In a new study published early this year, Saxbe, Cárdenas and their fellow researchers compared brain scans of first-time dads in California and Spain, where leave policies are vastly different.
The United States does not have a national paid parental leave policy, making it one of only seven nations without one — the others are Papua New Guinea, Palau, Tonga, Micronesia, the Marshall Islands and Nauru. Thirteen states, including California, have implemented their own paid leave policy. Parents in California get up to eight weeks of leave paid at 60 to 70 percent of their weekly pay (In 2025, that benefit will increase to between 70 and 90 percent of weekly wages.). In Spain, by comparison, dads get 16 weeks fully paid, with an option to take additional, unpaid leave for the first three years of their child’s life. Their job is fully protected for the first year.
In looking at the brains of 20 Spanish dads and 20 American dads before and after the birth of their first child, researchers were looking for neuroplasticity, or in other words, their brains’ ability to adjust to changes in experiences or environment. Parenthood is an important window of time for changes in adult brains. Looking at cisgender fathers presented an opportunity to isolate parenting from pregnancy, allowing researchers to hone in on the changes created directly from having a newborn.
What became clear from the research was that only the Spanish fathers’ brains were significantly different in the regions connected to sustained attention, the same ones that prepare the brain for parenting. The length of their leaves, the researchers said, is a potential explanation for the difference.
“Spanish fathers, who, on average, have more generous paternity leaves than fathers have in the U.S., displayed more pronounced changes in brain regions that support goal-directed attention, which may help fathers attune to their infants’ cues, compared with Californian fathers,” the authors wrote.
Earlier studies have reached similar conclusions. A 2018 study of dads in Germany found that parental leave has “long-lasting effects on fathers’ involvement in child care and housework” and a 2019 study of 6,000 couples in the U.S. found that fathers who took at least a week of paternity leave were 26 percent more likely to remain married.

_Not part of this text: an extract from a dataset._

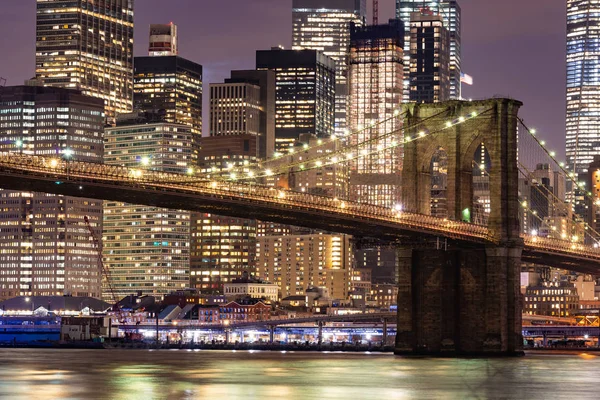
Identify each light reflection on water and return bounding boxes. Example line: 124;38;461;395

The shift to more paid leave policies in the U.S. has been led by states and companies that have beefed up their policies in recent years. In 2011, a study by the Boston College Center for Work & Family found that only one in 20 fathers surveyed was taking more than two weeks off work for the birth of a child. All were working in four Fortune 500 companies, with most earning more than $75,000 a year. By 2019, 62 percent of fathers were taking the full leave available to them — typically six to 16 weeks — the center found.

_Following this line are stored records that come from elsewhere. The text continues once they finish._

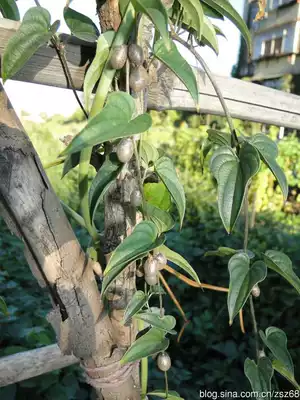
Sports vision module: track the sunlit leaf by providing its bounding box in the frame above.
[244,357,274,400]
[157,245,200,284]
[154,157,186,225]
[131,0,170,46]
[1,7,52,82]
[64,7,100,42]
[134,311,176,335]
[102,221,164,294]
[123,290,148,323]
[227,253,267,325]
[250,133,289,200]
[154,40,199,107]
[120,328,169,364]
[0,0,20,21]
[83,31,115,111]
[201,0,252,51]
[263,250,300,294]
[210,142,260,233]
[259,326,294,377]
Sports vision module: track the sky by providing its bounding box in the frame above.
[5,0,244,119]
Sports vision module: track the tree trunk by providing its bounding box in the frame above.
[0,85,139,400]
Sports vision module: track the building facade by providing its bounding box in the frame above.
[234,0,300,93]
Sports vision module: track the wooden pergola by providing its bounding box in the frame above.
[0,19,300,387]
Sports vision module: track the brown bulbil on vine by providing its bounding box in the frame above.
[110,44,128,69]
[129,66,149,93]
[157,352,171,372]
[117,138,134,163]
[128,43,144,67]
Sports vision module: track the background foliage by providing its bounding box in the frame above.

The pandemic has played a role, too, giving many fathers a front-row seat to the demands and joys of caregiving. For some, there is no going back. They are also now demanding more flexible schedules and parental leave to spend time with their children.
But at the federal level, those cultural shifts continue to be largely ignored by policy. In 2021, a proposal to pass a federal paid leave policy failed. Rep. Colin Allred, the Democrat from Texas who was the first member of Congress to publicly take paternity leave, told the 19th that year that the reluctance in Congress to take on the issue is persistent, even as paid leave becomes more universally embraced across industries.
So far, he said, it’s been “a discussion that most people don’t want to have.”